BRUSSELS -- NATO Secretary-General Jens Stoltenberg has defended Georgia’s right to decide for itself whether it wants to join NATO, saying that Russian pressure against Tbilisi on the issue is “totally unacceptable.”
“Russia has no right to decide what neighbors of Russia can do,” Stoltenberg said in Brussels on July 18 at a joint press conference with Georgia’s new prime minister, Mamuka Bakhtadze.
“Georgia is a sovereign, independent nation and Georgia has the right to decide its own path, including what kind of security arrangements Georgia wants to be part of,” Stoltenberg said.
“The whole idea that a neighbor tells a neighbor what they can do and what they cannot do is totally unacceptable because that is to reestablish the old idea of spheres of influence where big powers were in a position where they could decide what small neighbors could do or not do.”

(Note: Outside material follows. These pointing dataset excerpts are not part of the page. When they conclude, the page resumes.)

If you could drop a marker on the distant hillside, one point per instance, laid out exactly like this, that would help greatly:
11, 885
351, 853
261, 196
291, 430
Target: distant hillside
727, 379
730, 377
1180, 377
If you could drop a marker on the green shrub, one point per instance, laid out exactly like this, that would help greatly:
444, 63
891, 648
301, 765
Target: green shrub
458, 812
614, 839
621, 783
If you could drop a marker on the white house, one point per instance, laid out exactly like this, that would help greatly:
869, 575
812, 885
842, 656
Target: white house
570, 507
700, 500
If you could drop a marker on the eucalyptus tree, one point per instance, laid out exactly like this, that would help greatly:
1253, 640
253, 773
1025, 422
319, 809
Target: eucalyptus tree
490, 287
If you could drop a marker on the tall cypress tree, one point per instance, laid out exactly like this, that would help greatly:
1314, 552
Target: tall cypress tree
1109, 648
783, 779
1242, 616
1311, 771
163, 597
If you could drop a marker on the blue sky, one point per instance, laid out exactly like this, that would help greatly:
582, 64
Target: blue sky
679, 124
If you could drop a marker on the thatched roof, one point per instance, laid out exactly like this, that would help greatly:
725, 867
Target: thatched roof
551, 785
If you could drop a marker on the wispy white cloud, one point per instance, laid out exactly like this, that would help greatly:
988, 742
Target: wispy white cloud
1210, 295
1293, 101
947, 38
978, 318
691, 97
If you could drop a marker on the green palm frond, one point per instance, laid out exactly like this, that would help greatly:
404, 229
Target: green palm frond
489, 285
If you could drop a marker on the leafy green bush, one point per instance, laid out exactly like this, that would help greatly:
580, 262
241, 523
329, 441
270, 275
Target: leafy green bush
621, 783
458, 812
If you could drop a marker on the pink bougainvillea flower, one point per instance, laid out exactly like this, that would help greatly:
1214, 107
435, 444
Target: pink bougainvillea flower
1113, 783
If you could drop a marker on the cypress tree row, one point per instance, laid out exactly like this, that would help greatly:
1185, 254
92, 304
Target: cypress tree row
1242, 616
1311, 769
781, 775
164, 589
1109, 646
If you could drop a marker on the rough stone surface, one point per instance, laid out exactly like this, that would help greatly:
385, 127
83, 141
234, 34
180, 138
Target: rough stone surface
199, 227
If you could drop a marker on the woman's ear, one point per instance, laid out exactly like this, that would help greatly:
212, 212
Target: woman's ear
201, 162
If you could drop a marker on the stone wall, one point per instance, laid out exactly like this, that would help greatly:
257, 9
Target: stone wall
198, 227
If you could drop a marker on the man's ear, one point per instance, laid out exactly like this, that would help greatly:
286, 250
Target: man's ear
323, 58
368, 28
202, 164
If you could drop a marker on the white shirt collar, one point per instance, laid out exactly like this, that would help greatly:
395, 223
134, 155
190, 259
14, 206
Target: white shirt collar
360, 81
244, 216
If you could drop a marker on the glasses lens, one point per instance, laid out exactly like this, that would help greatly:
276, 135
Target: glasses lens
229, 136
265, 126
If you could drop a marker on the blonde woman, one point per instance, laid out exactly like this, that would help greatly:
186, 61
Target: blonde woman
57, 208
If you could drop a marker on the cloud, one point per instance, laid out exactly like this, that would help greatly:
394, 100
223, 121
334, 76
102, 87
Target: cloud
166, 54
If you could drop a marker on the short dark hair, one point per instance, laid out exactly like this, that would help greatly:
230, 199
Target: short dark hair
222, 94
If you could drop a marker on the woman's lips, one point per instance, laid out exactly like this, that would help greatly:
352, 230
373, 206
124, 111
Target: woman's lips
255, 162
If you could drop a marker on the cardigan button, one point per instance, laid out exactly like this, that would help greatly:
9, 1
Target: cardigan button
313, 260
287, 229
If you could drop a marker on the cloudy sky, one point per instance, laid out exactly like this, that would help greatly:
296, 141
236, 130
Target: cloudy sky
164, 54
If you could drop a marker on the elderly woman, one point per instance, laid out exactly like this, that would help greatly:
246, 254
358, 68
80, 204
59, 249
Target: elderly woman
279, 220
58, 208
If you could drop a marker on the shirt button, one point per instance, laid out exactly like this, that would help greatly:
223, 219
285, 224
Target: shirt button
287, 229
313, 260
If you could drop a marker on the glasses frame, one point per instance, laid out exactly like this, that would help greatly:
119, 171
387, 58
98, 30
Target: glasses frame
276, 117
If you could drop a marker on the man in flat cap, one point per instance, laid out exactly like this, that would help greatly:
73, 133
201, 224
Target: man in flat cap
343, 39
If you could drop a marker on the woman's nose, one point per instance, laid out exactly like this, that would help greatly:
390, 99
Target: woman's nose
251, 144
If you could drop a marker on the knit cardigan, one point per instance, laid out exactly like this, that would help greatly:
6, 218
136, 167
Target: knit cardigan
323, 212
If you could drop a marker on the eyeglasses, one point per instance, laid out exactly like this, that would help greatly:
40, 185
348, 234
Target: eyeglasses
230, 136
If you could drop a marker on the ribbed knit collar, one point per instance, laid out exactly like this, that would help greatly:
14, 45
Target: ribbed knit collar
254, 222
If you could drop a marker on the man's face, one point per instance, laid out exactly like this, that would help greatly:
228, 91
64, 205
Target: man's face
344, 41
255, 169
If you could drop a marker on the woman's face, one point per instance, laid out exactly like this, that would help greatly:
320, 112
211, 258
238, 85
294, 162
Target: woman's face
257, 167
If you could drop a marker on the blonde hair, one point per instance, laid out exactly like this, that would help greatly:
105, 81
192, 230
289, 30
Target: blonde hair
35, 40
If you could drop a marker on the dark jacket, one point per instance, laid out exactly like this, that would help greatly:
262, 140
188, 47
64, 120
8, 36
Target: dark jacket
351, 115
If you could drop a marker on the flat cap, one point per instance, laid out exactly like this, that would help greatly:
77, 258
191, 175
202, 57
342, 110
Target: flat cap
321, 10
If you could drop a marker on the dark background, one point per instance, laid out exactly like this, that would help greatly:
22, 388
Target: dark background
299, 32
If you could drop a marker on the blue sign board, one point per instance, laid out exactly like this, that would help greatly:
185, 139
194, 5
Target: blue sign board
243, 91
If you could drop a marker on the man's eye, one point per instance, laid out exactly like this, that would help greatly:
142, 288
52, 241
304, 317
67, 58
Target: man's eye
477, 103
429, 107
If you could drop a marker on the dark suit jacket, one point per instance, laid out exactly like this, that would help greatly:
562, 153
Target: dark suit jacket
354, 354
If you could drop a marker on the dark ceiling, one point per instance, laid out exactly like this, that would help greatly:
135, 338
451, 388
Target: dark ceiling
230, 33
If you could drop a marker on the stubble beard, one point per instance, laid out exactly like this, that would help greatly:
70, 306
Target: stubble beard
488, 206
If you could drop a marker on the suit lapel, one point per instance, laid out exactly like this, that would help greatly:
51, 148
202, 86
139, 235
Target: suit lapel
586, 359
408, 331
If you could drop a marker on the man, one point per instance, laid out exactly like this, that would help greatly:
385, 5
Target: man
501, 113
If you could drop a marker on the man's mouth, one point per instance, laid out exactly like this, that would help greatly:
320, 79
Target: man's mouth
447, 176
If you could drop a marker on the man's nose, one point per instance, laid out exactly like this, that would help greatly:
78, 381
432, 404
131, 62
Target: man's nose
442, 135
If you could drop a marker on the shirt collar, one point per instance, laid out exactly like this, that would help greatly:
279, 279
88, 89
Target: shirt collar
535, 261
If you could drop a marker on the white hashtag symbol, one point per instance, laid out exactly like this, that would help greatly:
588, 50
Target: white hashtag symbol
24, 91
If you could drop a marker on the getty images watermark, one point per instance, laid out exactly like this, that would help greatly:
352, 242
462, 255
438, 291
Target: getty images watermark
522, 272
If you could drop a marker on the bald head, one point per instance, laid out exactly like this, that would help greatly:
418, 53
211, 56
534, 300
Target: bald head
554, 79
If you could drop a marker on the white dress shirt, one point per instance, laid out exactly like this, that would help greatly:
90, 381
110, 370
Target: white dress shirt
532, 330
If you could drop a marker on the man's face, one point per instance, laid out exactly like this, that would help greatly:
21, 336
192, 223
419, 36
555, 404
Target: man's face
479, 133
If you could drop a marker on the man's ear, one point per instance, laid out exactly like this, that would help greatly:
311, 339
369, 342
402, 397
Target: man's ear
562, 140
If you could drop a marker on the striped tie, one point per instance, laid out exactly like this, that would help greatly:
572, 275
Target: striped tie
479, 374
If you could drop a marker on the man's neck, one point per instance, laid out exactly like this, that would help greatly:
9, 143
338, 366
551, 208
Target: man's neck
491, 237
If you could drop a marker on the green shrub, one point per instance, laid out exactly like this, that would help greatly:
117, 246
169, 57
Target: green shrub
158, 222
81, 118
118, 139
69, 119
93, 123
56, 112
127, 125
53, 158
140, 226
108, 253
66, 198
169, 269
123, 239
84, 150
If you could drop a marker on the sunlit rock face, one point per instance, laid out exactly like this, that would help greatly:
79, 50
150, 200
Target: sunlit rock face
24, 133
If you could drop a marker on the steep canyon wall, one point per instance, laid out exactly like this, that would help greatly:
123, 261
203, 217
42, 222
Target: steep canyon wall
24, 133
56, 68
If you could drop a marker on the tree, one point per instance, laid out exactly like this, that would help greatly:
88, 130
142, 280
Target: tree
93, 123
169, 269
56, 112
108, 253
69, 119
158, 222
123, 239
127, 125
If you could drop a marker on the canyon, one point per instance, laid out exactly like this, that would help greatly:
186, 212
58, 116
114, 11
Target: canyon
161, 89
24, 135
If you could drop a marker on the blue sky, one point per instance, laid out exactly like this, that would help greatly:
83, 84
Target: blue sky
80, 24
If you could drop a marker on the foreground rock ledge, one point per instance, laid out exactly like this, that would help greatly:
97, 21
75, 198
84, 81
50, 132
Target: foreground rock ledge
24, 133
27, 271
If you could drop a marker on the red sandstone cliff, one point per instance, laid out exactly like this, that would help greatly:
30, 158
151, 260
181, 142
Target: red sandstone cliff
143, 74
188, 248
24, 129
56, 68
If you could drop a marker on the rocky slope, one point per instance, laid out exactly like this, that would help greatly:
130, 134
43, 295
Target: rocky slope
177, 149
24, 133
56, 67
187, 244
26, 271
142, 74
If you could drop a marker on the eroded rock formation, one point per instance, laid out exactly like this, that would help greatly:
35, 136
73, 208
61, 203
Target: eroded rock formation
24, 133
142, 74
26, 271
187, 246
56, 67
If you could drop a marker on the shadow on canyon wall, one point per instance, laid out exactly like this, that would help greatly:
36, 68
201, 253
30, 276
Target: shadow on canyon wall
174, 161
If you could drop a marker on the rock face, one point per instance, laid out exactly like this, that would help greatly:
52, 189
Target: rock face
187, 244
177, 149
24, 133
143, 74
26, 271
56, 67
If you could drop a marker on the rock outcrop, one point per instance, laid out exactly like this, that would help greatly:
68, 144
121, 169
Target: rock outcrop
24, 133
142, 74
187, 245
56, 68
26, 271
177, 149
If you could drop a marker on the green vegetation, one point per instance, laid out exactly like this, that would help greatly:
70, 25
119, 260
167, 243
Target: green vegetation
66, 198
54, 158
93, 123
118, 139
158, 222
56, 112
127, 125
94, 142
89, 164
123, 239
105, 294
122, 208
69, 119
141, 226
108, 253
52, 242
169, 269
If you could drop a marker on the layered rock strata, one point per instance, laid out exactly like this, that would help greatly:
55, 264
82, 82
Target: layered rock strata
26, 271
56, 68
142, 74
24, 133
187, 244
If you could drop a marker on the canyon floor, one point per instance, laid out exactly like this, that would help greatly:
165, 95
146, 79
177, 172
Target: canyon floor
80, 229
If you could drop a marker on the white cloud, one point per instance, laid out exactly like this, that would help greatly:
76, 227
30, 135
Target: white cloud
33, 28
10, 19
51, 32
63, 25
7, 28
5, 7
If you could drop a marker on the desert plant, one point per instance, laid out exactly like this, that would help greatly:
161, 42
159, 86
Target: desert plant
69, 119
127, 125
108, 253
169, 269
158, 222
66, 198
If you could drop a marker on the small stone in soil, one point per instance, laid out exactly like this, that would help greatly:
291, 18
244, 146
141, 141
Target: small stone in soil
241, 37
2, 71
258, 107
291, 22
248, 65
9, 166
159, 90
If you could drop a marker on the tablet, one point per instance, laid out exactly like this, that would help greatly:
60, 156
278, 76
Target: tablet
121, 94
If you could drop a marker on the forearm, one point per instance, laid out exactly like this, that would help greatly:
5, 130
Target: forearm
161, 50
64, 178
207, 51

Speaking beside Stoltenberg, Bakhtadze said “Georgian membership in NATO is not aimed against somebody. It just makes the region stronger, more predictable, and more secure.”
“Georgia is an independent country and we are making decisions ourselves,” Bakhtadze said. “The decisions of NATO are made on a consensus basis. This means that it’s Georgia and 29 countries [in NATO] that have to make a decision when Georgia will become a member.”